TANGERANG, beritafaktanews.id// — Eks Kasatnarkoba Polres Kutai Barat, AKP Deky Jonathan Sasiang, tiba di Bandara Internasional Soekarno-Hatta, Tangerang, usai diterbangkan dari Balikpapan menggunakan pesawat Batik Air, Senin (18/5/2026).
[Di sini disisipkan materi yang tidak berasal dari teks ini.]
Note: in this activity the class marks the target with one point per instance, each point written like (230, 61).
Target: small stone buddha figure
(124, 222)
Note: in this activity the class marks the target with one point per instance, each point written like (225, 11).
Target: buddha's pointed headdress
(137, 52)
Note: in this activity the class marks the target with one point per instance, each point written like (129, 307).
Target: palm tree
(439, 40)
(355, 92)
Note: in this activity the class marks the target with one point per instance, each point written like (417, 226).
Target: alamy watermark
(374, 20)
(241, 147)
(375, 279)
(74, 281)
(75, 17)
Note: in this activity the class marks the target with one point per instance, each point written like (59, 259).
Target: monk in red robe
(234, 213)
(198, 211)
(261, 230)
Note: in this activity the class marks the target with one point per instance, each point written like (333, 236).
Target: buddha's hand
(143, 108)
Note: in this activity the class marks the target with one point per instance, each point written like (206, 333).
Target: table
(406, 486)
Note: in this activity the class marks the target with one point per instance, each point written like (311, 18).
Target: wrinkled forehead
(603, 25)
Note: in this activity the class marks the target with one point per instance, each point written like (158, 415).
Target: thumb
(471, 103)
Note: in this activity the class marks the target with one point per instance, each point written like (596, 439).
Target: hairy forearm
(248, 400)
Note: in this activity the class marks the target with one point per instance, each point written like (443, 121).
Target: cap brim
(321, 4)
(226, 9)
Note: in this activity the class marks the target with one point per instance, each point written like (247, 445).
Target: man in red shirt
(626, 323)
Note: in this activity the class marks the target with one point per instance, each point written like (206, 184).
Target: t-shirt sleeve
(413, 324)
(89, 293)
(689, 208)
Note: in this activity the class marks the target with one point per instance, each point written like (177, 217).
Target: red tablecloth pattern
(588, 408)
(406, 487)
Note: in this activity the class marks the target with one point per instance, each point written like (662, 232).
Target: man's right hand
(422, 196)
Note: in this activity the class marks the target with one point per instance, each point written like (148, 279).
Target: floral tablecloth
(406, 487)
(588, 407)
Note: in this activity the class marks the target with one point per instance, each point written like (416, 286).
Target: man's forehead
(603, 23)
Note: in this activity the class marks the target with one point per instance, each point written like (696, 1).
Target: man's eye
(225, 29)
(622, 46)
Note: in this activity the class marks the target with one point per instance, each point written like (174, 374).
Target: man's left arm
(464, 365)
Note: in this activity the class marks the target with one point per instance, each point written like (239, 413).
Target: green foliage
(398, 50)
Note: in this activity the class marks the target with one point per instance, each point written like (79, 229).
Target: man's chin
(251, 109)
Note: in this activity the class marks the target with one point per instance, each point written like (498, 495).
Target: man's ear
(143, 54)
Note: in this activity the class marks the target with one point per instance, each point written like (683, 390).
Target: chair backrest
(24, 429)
Kedatangannya mendapat pengawalan ketat dari penyidik Direktorat Tindak Pidana Narkoba Bareskrim Polri.
Setibanya di terminal kedatangan, AKP Deky langsung digiring petugas gabungan dari Subdit II, Subdit IV, dan Satgas NIC Dittipidnarkoba Bareskrim Polri menuju kendaraan operasional untuk menjalani pemeriksaan lanjutan di Mabes Polri.
Saat tiba di bandara, AKP Deky memilih menghindari pertanyaan awak media dan segera masuk ke mobil pengawalan yang telah disiapkan petugas.
Kasus dugaan penyalahgunaan wewenang yang menyeret nama mantan Kasatnarkoba Polres Kutai Barat tersebut kini ditangani langsung oleh Bareskrim Polri setelah terungkapnya kasus peredaran narkoba di wilayah Melak, Kabupaten Kutai Barat, Kalimantan Timur.
Dalam penggerebekan di sebuah rumah kontrakan, polisi menemukan 63 paket diduga narkotika jenis sabu dengan total berat mencapai 233,68 gram.
Selain itu, petugas turut mengamankan uang tunai puluhan juta rupiah, satu pucuk senapan angin PCP, satu unit laptop, empat telepon genggam, serta sejumlah barang bukti lainnya milik tersangka berinisial IS alias Ishak.
Dari hasil penelusuran perangkat elektronik dan catatan milik Ishak, penyidik menemukan dugaan komunikasi antara tersangka dengan lebih dari 10 anggota polisi yang bertugas maupun pernah bertugas di Polres Kutai Barat.
Penyidik juga menemukan dugaan adanya transaksi keuangan dari Ishak kepada sejumlah oknum anggota polisi dengan nominal bervariasi, mulai dari ratusan ribu hingga jutaan rupiah dalam satu kali transfer.
Bahkan, berdasarkan informasi yang dihimpun, terdapat anggota polisi yang diduga menerima aliran dana dari Ishak secara berulang selama periode 2024 hingga 2026.
Bareskrim Polri dijadwalkan segera menggelar konferensi pers terkait perkembangan kasus dugaan penyalahgunaan wewenang dan keterlibatan oknum polisi dalam jaringan narkoba di Kutai Barat.